04:23 Par contre aujourd'hui on se demande pourquoi on n'y va pas,
04:27 on est en effet dans des modèles qui sont finalement un peu figés,
04:32 pourquoi ? Parce qu'on a finalement des filières, sur une exploitation agricole aujourd'hui quand vous exploitez,
04:36 vous avez à la fois de la pomme de terre, de la betterave, des céréales, parfois des animaux,
04:40 à chaque fois vous vendez à quelqu'un d'autre, donc en fait à quelqu'un de différent.
04:45 Donc vous avez à chaque fois un interlocuteur différent, qui dit interlocuteur différent dit enjeu différent,
04:49 donc à chaque fois on vous dit "pour cette culture-là ce serait bien que vous fassiez ceci, pour celle-ci il faudrait bien que vous fassiez cela",
04:55 et la grande question là-dedans c'est qu'on demande aux agriculteurs d'évoluer, on leur demande d'aller vers plus de transition, c'est normal,
05:02 par contre on leur dit de le faire mais sans forcément les valoriser financièrement et économiquement,
05:07 ce qui donne quelque chose qui est un peu compliqué.

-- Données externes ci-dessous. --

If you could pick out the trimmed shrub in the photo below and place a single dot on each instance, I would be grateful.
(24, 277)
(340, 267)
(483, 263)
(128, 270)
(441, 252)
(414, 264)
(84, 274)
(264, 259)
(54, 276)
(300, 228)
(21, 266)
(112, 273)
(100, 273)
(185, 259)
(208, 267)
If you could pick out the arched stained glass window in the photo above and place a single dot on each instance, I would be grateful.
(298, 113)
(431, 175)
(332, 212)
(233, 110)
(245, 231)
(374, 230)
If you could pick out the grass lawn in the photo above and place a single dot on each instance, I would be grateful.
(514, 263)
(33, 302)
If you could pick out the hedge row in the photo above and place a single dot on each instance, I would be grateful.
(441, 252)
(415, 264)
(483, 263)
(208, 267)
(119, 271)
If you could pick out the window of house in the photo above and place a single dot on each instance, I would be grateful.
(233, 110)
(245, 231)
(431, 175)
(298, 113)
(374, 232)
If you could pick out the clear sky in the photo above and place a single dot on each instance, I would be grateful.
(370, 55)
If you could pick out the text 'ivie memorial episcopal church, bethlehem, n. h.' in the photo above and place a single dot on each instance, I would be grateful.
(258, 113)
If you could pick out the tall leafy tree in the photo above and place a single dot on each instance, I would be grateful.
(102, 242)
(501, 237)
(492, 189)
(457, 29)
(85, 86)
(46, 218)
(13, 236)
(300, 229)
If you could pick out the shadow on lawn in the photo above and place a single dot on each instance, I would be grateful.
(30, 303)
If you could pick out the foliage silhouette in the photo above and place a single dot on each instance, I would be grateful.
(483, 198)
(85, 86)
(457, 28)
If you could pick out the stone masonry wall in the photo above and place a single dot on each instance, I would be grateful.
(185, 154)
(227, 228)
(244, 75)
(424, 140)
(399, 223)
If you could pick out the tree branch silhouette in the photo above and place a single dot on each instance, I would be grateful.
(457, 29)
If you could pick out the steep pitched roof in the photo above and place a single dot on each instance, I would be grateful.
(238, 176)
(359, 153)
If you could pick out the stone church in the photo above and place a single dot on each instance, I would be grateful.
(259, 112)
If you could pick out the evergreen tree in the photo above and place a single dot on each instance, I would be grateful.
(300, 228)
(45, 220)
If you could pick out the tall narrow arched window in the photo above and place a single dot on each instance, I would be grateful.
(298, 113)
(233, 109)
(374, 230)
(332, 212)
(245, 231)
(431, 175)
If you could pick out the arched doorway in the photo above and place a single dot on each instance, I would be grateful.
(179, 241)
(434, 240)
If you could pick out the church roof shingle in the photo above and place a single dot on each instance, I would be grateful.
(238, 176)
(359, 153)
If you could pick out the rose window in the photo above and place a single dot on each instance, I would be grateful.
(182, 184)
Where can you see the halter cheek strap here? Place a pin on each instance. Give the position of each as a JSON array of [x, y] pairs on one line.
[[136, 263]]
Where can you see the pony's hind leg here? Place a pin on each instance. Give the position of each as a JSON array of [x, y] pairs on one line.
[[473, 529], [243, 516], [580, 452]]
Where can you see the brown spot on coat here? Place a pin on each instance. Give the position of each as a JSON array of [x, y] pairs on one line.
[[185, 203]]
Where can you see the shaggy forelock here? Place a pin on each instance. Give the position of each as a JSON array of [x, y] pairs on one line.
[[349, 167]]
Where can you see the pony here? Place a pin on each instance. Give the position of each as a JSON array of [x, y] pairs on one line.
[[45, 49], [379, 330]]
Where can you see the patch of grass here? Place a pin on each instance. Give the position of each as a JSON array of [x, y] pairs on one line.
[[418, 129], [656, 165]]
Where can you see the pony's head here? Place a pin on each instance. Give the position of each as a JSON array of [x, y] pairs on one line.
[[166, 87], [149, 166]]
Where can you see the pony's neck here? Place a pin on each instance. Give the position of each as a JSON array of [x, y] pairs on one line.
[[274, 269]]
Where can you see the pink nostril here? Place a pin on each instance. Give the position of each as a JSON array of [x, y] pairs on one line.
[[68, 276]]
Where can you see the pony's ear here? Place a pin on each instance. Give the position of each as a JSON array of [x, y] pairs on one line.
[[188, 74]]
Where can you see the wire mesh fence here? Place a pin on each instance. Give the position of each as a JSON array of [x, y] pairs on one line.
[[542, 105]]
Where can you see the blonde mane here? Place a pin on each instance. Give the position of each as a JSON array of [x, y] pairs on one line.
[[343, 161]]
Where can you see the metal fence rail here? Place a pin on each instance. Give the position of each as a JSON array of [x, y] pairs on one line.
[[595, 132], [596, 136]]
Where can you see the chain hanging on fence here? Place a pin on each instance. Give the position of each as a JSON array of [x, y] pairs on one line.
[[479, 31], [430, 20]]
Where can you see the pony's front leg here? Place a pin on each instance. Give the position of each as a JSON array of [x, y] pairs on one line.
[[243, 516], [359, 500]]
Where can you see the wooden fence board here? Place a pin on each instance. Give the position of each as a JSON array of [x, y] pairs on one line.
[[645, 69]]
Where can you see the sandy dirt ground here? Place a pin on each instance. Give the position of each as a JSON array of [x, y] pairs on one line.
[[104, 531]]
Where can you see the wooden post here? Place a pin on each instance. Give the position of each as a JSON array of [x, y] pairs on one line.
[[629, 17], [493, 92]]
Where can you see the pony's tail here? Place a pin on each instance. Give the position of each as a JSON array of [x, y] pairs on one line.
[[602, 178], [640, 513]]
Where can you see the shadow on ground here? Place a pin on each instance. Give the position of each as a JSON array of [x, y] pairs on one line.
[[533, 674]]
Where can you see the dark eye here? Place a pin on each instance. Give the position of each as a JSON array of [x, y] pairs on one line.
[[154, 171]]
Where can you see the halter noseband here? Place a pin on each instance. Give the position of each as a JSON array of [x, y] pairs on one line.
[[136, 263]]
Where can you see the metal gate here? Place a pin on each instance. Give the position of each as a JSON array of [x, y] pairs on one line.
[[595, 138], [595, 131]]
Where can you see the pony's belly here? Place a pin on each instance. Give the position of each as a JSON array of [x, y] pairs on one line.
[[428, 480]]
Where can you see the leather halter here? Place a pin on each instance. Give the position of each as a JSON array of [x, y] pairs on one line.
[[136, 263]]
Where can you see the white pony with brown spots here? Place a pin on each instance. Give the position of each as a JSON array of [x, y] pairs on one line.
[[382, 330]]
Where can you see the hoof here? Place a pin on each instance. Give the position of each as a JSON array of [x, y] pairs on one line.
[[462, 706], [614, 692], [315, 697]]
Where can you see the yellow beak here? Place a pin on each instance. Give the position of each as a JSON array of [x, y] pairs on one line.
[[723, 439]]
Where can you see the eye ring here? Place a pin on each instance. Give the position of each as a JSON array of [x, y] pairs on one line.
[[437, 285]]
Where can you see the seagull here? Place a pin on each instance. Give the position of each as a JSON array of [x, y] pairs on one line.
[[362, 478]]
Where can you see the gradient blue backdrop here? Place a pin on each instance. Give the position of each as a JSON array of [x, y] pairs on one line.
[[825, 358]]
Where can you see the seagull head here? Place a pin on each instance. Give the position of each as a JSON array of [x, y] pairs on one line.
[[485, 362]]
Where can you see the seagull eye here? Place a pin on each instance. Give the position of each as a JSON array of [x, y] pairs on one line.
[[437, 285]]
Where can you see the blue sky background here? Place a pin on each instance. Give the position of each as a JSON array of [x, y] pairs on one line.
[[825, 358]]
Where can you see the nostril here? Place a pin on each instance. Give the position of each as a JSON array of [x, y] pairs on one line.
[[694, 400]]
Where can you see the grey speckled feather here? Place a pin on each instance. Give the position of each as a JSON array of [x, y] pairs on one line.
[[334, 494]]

05:09 - Et ça ajoute à chaque fois de la papras, cette polyculture, ce sont des normes qui s'accumulent, ça aussi on l'entend,
05:14 c'est-à-dire que chaque culture a sa norme et finalement ce sont des normes qu'on fasse, comme vous le disiez,
05:20 élevage, endive, betterave, tout ça ce sont des normes à chaque fois qu'il faut appliquer.
05:24 - Les normes sont surtout, et je pense que c'est surtout ça qui commence à embêter les agriculteurs,
05:29 c'est la succession des normes, elle est à la fois européenne et elle est nationale,
05:33 donc en fait on a les normes issues de la politique agricole commune et de toutes les lois européennes,
05:38 et par-dessus ça on ajoute des lois nationales qui parfois peuvent se contredire vis-à-vis des lois européennes,
05:44 ce qui complexifie les choses administrativement aujourd'hui,
05:47 remplir une déclaration PAC c'est très compliqué, il y a plein de petits détails,
05:53 et si en plus on se rate sur sa déclaration PAC on a un risque de ne pas toucher en plus les subventions.
05:58 - Une dernière question Marie Stankowiak, toujours pour parler de transition,
06:01 nous sommes la région de France qui compte le moins de surface bio,
06:04 et nous sommes une région avec des cultures qui utilisent beaucoup de produits phytosanitaires,
06:08 on sait les difficultés des producteurs de betteraves notamment,
06:11 dont les insecticides néonicotinoïdes ont été interdits par l'Union Européenne,
06:15 ça aussi ça freine la transition, le fait qu'on utilise aujourd'hui pommes de terre, betteraves,
06:19 des cultures qui utilisent beaucoup de pesticides.
06:22 - Aujourd'hui la région c'est 6% d'exploitation en agriculture bio, la moyenne en France c'est 12,
06:27 donc en effet on est en dessous sur ce chiffre-là,
06:31 le type d'exploitation agricole en effet, et le lien, ce fameux lien aux filières,
06:36 explique également le faible nombre d'exploitations en agriculture bio,
06:41 et de manière générale, que ce soit pour les transitions ou pour l'agriculture biologique,
06:45 ce qui manque également c'est des politiques structurelles qui permettent d'aider les agriculteurs à passer au bio,
06:51 d'autant plus que le bio aujourd'hui est un sujet qui est complexe,
06:55 avec des prix qui sont peu rémunérateurs et peu valorisés.
06:58 - Effectivement la filière n'échappe pas non plus aux difficultés puisqu'on voit des témoignages aussi des producteurs bio
07:03 qui demandent aussi à bénéficier de mesures d'urgence.
07:06 Merci beaucoup Maryse Tankowiak de nous avoir dressé ce portrait de l'agriculture dans les Hauts-de-France,
07:11 responsable du département agriculture et paysages à l'école d'ingénieurs Junia Cetalil.